Maharaja of Jaipur (1786–1818)

Jagat Singh (c. 1786 – 21 November 1818) was the Maharaja of Amber and Jaipur. He was a son of Pratap Singh, Raja of Jaipur.

==Biography==

Maharaja Sawai Jagat Singh ascended to the throne of Jaipur on 3 August 1803 at the age of 17. The early years of his reign were comparatively free from Maratha and Mughal inroads but a dispute with Marwar (Jodhpur) on a point of honor brought the two states, which had worked closely during Maharaja Pratap Singh's time, into confrontation, which however ended in peace and a matrimonial alliance. An important event at the commencement of his reign was the signing of an offensive and defensive alliance on 12 December, 1803 with the British. This treaty was likely to free Jaipur from Maratha depredations, but after Lord Wellesley's departure, it was annulled by the Governor General, George Barlow who was an advocate of the policy of non-interference. As a result of this, territories of the state were depredated by the Maratha's and Amir Khan Pindari till the signing of the historic treaty of 1818 ‘defensive alliance, perpetual friendship, protection and subordinate cooperation’ with the British. Barely nine months later Sawai Jagat Singh died at the young age of 32.

==Arts and culture==

Like his father, Sawai Jagat Singh was also a patron of the arts and crafts. He was very much interested in sports as well as in literature. All the Karkhanas that have been thriving for long in Jaipur and came down to him as heritage were bursting with activities.

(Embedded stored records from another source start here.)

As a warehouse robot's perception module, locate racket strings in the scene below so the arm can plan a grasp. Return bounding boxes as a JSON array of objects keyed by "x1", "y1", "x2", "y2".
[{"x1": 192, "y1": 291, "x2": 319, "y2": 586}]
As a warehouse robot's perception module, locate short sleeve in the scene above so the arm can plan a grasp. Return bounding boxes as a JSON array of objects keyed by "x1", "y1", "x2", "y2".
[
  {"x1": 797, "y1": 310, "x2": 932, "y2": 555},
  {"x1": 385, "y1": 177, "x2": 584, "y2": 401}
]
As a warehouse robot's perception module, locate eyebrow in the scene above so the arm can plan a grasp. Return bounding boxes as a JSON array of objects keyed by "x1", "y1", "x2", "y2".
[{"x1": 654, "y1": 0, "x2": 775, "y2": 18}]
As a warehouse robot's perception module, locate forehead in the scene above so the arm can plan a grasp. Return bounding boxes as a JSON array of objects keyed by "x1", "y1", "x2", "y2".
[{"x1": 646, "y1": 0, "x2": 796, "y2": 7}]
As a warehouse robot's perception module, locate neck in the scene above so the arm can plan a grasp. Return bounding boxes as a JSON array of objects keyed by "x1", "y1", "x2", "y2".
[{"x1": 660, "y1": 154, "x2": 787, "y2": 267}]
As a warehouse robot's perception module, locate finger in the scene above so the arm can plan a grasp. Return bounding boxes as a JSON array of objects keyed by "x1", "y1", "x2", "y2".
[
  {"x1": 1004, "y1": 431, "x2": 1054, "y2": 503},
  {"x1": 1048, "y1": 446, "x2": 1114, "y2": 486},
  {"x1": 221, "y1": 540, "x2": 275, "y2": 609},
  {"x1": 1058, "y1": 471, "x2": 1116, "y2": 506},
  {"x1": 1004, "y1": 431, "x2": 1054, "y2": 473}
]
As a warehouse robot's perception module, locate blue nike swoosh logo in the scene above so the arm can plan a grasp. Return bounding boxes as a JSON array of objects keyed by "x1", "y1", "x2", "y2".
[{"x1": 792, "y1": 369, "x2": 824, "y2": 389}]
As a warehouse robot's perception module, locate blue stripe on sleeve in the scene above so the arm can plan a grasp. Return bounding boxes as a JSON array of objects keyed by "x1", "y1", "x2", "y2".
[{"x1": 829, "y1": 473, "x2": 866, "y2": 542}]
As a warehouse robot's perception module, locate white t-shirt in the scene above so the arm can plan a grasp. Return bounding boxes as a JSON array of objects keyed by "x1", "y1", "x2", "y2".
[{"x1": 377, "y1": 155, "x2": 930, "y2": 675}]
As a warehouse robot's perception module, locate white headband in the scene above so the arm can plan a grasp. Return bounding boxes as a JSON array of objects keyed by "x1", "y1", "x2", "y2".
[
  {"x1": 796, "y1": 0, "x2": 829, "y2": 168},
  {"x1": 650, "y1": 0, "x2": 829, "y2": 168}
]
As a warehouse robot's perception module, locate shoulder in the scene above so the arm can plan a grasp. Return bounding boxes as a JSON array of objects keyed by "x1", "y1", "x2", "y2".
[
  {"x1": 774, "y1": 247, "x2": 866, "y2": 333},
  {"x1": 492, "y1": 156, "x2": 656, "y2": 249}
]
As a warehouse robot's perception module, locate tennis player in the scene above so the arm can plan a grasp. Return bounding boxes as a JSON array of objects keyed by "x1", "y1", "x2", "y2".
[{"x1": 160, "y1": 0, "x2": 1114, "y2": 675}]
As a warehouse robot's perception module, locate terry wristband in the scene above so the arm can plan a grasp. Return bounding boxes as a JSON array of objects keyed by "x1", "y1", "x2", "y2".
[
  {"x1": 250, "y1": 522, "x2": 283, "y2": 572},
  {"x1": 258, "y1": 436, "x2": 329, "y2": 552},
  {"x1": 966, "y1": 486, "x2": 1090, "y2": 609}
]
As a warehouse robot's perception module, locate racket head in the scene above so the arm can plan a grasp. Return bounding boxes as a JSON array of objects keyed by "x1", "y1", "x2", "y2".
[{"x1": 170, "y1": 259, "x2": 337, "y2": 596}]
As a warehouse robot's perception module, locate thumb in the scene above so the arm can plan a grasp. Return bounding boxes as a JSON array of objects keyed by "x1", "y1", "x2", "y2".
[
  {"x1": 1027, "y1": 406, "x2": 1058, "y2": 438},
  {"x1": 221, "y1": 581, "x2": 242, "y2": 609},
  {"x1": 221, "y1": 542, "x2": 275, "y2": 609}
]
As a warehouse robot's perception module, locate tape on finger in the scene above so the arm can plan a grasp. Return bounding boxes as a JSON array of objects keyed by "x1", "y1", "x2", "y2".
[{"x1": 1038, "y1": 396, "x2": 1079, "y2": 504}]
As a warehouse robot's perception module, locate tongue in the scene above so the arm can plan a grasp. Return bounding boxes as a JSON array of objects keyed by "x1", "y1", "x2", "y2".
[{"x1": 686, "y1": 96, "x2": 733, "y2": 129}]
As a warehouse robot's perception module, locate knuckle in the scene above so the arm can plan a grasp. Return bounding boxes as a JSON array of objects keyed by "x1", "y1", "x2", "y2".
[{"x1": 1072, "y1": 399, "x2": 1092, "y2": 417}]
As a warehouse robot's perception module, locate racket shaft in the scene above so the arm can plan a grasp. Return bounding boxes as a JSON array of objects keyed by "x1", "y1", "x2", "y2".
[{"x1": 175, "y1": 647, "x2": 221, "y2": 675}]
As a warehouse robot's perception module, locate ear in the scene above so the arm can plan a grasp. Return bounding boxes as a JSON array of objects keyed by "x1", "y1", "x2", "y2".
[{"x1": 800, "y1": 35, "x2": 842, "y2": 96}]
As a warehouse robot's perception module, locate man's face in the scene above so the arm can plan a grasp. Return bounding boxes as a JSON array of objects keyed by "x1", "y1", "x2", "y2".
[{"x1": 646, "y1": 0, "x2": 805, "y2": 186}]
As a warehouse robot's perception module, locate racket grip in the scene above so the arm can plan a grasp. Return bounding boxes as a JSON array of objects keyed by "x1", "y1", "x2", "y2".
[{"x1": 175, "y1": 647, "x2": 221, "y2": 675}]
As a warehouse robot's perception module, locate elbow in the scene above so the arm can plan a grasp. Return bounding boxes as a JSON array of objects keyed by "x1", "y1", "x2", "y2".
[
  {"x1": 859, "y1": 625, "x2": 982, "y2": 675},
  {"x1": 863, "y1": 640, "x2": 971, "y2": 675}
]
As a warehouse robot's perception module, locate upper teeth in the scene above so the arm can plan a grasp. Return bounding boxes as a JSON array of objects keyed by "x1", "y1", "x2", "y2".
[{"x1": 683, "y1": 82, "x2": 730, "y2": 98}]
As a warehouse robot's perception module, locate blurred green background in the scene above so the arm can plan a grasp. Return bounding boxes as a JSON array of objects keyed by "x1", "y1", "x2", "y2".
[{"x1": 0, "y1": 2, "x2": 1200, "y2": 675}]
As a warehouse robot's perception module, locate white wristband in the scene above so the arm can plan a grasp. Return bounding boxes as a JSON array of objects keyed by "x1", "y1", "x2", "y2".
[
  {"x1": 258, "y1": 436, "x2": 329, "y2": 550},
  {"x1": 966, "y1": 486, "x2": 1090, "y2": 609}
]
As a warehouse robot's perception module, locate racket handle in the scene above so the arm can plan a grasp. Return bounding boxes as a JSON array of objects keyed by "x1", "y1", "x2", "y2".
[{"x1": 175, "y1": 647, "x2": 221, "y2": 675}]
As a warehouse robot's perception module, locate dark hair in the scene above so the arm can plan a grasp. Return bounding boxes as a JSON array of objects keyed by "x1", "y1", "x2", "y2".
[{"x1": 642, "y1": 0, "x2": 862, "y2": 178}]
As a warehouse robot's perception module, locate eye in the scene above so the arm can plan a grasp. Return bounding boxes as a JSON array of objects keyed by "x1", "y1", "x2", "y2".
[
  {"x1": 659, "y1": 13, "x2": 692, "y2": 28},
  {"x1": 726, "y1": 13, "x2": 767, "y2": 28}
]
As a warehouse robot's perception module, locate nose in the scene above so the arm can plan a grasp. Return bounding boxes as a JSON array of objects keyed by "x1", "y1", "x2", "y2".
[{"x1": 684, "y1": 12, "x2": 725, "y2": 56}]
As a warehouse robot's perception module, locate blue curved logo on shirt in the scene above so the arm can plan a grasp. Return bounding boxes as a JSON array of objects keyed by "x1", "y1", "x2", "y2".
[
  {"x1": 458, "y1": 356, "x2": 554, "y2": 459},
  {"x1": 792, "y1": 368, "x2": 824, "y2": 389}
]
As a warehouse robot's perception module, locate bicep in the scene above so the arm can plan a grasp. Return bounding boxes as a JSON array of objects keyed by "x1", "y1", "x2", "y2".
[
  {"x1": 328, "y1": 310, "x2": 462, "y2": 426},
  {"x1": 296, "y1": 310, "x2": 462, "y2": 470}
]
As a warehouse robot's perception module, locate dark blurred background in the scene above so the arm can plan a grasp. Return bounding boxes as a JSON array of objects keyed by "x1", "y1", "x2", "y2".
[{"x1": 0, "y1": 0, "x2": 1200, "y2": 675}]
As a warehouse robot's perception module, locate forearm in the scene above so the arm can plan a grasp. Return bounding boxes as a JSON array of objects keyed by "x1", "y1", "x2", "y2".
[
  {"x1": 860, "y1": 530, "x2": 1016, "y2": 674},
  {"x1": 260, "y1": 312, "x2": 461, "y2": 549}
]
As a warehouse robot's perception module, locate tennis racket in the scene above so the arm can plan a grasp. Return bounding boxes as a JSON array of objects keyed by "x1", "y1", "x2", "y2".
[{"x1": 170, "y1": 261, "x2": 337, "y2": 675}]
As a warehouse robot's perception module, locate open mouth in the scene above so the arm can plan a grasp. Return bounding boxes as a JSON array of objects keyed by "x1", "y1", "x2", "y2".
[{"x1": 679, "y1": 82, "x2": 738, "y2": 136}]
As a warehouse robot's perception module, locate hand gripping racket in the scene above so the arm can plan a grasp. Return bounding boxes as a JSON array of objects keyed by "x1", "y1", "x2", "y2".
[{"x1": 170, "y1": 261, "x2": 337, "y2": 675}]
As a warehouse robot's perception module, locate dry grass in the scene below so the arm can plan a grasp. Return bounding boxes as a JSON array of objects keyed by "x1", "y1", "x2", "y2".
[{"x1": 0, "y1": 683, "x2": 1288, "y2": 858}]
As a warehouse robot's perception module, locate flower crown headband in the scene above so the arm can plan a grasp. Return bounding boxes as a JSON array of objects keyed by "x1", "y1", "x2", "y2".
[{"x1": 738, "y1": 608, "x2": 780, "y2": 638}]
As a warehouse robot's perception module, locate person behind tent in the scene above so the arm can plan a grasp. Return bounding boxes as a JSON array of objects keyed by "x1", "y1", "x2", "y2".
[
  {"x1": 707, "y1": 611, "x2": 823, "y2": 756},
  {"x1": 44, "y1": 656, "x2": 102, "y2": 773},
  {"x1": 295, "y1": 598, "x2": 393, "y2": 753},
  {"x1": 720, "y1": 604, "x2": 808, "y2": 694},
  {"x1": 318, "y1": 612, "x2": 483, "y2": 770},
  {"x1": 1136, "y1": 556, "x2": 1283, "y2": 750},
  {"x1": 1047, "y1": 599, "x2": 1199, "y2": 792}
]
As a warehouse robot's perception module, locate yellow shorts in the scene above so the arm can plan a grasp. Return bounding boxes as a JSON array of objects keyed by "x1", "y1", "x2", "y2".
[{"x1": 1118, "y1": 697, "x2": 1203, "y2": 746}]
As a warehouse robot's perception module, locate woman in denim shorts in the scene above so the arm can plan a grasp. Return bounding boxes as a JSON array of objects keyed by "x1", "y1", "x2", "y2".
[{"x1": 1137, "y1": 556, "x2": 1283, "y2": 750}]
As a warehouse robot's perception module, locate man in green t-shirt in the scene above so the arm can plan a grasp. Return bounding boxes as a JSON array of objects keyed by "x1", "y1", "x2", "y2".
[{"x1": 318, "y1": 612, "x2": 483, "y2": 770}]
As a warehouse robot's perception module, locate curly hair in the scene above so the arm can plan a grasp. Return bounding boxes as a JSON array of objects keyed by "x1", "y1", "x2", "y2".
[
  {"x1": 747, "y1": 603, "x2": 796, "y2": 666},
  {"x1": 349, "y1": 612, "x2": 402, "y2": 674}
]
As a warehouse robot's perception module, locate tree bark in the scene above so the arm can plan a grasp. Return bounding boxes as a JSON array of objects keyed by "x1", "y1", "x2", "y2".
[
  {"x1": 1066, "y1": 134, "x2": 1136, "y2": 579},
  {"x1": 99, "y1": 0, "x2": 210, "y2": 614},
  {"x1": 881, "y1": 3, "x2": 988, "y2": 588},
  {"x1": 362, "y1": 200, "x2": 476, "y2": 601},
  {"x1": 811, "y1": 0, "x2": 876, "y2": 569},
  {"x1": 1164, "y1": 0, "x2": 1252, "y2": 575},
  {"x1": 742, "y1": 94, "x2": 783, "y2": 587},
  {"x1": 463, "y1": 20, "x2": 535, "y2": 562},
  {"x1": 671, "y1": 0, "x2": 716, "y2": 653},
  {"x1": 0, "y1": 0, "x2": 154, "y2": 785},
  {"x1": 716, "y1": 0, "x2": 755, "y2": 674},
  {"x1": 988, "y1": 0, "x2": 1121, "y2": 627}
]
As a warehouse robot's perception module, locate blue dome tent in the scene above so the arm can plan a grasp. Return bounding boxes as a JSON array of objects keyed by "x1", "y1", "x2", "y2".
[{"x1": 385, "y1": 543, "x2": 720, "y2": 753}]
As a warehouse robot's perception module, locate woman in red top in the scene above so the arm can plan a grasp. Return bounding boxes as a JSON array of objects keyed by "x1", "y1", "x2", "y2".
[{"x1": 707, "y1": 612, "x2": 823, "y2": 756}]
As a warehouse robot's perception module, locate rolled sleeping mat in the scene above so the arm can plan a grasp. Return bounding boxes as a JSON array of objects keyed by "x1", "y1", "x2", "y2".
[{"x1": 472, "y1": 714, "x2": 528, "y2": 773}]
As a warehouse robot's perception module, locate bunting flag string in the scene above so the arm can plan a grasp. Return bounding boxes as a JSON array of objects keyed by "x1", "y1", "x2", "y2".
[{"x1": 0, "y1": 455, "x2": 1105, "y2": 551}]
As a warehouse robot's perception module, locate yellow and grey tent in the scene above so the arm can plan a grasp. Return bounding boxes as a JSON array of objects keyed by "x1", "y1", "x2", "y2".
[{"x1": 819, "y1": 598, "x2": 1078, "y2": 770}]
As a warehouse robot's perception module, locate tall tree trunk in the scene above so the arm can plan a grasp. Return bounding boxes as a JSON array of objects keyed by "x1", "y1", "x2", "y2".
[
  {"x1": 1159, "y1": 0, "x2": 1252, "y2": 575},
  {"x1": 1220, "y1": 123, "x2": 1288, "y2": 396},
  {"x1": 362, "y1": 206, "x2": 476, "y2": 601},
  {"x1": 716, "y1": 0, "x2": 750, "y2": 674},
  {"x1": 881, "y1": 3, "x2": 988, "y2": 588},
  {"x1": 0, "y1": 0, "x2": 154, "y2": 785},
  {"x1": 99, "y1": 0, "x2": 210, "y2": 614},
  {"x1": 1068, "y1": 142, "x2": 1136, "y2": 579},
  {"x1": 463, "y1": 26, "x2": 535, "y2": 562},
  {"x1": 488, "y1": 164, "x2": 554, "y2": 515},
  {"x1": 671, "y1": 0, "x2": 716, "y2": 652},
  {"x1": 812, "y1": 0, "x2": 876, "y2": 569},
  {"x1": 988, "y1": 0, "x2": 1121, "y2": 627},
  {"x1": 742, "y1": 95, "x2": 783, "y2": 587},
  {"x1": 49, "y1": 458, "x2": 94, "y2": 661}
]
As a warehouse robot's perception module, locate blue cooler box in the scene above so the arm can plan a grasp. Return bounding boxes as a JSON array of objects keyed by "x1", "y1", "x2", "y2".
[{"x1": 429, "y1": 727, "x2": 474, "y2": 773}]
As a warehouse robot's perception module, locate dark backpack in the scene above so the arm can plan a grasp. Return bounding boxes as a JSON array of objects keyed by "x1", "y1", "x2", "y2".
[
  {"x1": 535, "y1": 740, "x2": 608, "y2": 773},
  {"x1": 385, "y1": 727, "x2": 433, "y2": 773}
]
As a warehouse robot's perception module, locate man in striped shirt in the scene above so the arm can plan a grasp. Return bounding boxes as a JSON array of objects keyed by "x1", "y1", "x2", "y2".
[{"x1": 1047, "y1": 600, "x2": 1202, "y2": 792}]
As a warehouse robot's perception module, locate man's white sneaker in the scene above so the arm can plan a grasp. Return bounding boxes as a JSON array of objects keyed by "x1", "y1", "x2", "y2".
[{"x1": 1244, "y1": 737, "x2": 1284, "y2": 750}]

Many Painters prospered in the Suratkhana, a number of paintings depicting Durbar scenes and Zenana Majlis were painted. Painter Sahib Ram painted a life size portrait of him. The latest group of artists, who were the direct descendants of the Ustads (master artists), were trying their best to keep alive the old tradition, despite new equipment entering Jaipur, producing photographs and other modern improvements in the field of drawing and painting.

== Marriages==
Jagat Singh had 22 Rajput queens. He also had many concubines, including his favourite Ras Kapur, a Muslim dancing girl, whom he raised to a high status at par to his wives. During his reign, she acquired a notable degree of personal and political influence, which generated opposition among the Rajput nobility. After his death, she was stripped of authority and imprisoned in Nahargarh Fort, where she eventually died under mysterious circumstances.